O.R.メリング著、井辻朱美訳『ドルイドの歌』(1997年、講談社)
カナダに住むローズマリーとジミーの姉弟は、アイルランドに住む親戚のもとで夏を過ごすことになりました。ふたりは、その農場で働く、他人と関わろうとしないピーターという名の男が気になります。ピーターが夜中にどこかに行くことを知ったふたりは、ある夜、彼の後を追って湖のほとりに行きます。ピーターは奇妙な歌を歌っていました。恐ろしい思いをしたふたりは、疲れきってその場で眠ってしまいます。目覚めたふたりは、古代アイルランドで繰り広げられた、コノハトとアルスター両王国の「クーリーの牛捕り」の戦いのさなかにいました。ローズマリーとコノハトの王子との恋や、ジミーとアルスターの戦士との友情もはらむ大きな冒険を、ふたりは孤独なドルイド、ピーターの助けを得て進みます。
『歌う石』に比べると、現代に暮らす人間が異世界に行くという要素が強く感じられます。彼らが古代のアイルランドに行きっぱなしになるのではないことと、彼らをその世界に連れて行った張本人であるピーターも、ふたりとともに成長し、変化していくことが面白く感じられました。人によっては、激しい戦闘の描写や理解しがたい彼らの考え方に共感できないかもしれません。でも、現代の価値判断をこの時代に持ち込んだら、そちらのほうが奇妙だと思います。

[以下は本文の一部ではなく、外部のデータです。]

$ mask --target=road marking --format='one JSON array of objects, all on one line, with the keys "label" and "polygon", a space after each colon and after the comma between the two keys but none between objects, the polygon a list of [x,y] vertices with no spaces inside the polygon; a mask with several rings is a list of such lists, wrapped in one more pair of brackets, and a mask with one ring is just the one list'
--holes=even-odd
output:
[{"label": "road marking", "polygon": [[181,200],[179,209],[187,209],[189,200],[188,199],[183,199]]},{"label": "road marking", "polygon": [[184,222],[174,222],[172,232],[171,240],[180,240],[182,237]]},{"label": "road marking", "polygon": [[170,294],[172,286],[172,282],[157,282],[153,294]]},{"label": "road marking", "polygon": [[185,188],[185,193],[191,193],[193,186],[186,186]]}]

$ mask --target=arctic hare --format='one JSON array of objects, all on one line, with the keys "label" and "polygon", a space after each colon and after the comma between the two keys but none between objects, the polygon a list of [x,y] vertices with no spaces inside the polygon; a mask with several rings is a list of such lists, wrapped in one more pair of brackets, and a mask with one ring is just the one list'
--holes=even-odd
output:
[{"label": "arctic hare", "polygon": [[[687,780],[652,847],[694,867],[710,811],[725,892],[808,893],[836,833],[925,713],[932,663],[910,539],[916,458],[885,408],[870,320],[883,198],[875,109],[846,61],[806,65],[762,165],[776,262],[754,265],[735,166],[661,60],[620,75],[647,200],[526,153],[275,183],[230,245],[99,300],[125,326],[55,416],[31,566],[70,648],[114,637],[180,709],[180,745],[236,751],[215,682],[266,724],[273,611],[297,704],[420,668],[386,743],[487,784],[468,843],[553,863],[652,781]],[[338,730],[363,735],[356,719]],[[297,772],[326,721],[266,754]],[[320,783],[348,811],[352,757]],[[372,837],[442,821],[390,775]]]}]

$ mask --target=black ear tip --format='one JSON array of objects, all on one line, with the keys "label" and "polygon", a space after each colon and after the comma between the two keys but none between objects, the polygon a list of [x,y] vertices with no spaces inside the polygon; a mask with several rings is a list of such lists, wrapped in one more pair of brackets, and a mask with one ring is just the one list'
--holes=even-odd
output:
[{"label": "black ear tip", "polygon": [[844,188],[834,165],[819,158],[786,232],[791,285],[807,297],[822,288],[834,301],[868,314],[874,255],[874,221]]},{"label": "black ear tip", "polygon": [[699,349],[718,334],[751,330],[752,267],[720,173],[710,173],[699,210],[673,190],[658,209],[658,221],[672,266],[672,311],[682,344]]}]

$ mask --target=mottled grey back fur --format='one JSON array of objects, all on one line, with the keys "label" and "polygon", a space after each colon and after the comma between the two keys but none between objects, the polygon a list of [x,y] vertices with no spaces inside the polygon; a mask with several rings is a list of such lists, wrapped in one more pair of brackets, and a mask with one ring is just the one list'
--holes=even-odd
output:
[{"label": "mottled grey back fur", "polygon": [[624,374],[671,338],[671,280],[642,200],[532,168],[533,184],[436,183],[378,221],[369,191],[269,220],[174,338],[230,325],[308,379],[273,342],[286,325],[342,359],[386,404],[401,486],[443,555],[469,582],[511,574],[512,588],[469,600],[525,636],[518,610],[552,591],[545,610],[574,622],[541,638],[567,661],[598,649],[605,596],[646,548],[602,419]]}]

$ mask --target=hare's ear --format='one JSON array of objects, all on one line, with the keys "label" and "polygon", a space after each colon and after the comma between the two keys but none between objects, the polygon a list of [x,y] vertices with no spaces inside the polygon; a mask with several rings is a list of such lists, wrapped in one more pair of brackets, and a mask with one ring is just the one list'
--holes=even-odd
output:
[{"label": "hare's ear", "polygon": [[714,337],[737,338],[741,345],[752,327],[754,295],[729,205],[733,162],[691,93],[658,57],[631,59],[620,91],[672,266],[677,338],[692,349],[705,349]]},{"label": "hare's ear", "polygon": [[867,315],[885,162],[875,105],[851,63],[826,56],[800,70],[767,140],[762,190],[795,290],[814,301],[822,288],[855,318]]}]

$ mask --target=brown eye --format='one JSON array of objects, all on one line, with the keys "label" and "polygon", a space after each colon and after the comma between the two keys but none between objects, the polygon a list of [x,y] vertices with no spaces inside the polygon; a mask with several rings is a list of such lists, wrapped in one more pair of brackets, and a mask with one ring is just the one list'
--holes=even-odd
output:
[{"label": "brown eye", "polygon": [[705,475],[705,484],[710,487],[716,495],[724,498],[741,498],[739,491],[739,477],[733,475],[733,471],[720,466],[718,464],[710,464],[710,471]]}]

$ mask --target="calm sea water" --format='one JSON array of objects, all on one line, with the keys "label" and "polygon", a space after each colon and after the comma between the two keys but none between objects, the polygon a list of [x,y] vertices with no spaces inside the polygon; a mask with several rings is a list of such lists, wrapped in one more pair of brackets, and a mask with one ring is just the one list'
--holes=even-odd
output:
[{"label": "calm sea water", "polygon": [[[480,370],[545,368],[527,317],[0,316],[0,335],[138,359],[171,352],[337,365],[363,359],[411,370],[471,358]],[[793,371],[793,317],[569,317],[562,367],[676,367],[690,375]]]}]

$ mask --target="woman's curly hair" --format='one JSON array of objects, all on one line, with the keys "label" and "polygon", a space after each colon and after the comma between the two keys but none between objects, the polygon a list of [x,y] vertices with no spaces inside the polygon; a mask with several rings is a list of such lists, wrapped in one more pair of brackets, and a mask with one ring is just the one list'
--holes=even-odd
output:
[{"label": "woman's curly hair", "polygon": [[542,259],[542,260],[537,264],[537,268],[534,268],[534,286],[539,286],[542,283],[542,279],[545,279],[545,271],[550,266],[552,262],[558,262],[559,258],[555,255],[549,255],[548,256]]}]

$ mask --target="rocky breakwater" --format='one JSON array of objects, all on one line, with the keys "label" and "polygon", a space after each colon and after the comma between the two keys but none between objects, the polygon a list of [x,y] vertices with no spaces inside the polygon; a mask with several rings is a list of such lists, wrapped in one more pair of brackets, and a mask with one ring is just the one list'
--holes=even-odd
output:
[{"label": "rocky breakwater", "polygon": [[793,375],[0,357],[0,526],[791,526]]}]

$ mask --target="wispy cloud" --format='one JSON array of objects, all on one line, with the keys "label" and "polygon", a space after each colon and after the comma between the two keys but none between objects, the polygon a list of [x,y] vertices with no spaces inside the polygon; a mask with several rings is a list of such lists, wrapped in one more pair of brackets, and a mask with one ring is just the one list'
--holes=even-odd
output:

作者が当時の人々をありのままに描いた(と思います)ことで、物語がいっそう鮮やかになっていると思います。これは考えすぎかもしれませんが、別にメリングは戦争のむなしさがどうの、ということを書こうとは思っていないのではないでしょうか。
まだ2作品しか読んでいませんが、メリングの作品で基調となるものが十分感じられました。わくわくする部分は『歌う石』以上の勢いを感じましたが、結末の哲学的な雰囲気は難しくて、『歌う石』のほうがストレートで分かりやすかったです。